Data collection and analysis

Semi-structured questionnaires were used to collect data on socio-demographic factors and collective cleaning behaviour of the shared toilet users. The questionnaires were administered through face-to-face interviews. The interviews were conducted in the local native language (Luganda), which is the most spoken language in the study areas. Questionnaire translation and back translation was done by a professional translator, and translations were verified with other local language experts and re-verified during interviewer training and pretesting of the questionnaire. Six research assistants were recruited and taken through a series of training prior to actual field work to provide support in data collection. The questionnaire was pretested and revised before actual data collection to ensure quality. The questionnaire items included respondents’ socio-demographic factors, type of shared sanitation facility, behavioural psychological factors and social dilemma factors (see Additional file 1).

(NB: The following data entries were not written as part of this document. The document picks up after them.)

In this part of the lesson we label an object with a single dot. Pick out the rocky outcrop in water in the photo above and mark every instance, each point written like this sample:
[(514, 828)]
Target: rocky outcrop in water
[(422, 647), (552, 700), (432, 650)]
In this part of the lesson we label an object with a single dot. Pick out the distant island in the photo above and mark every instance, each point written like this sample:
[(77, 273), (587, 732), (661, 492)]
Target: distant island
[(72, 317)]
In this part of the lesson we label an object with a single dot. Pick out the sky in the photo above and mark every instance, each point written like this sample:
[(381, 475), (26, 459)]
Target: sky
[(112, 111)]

Collected data were regularly checked by the field supervisor and the principal investigator to ensure quality and completeness of the questionnaires. The Software Package for Social Sciences (SPSS) was used in the analysis of collected data. Frequencies, percentages, means and associations were generated through the various univariate, bivariate, and linear regression analyses. All RANAS and social dilemma predictors that significantly related to the cleaning behaviour of users of shared toilets at bivariate analysis were included in the linear regression model at multivariate analysis (an alpha level < 0.05 was used to determine statistical significance). The main dependent variable was cleaning behaviour, measured by shared toilet users’ self-reported cleaning frequency on a five-point scale (1 = never, 2 = once/several times a month, 3 = every second week, 4 = once/several times a week, 5 = everyday/more often). To get these responses, a respondent was asked how often he/she cleans the shared toilet.

Ethical approval and participant informed consent

This research was conducted in strict compliance with the ethical principles of the American Psychological Association and the Declaration of Helsinki. Ethical research approval for this part of the research was obtained from Ethical Review Boards of the University of Zurich, and the Uganda National Council of Science and Technology. This research is part of the overall investigations on household demand and behaviour for improved sanitation in Kampala urban slum settlements.

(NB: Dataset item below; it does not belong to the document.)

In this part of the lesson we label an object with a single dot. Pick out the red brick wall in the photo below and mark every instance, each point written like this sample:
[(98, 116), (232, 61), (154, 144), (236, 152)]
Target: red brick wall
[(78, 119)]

In addition, only adults (mainly household heads or spouses) were interviewed in this study. Written informed consent for participation in this study was obtained from the participants and only those who consented were interviewed.

Results

The socio-demographic characteristics of the respondents are shown in Additional file 1. The majority of the respondents were female (75%), the mean age of the respondents was 31 years (range 18–75 years), and the majority interviewed were tenants (91.5%).

The mean number of people living in respondents’ households was about 4-persons (3.55) per household (range 1–30).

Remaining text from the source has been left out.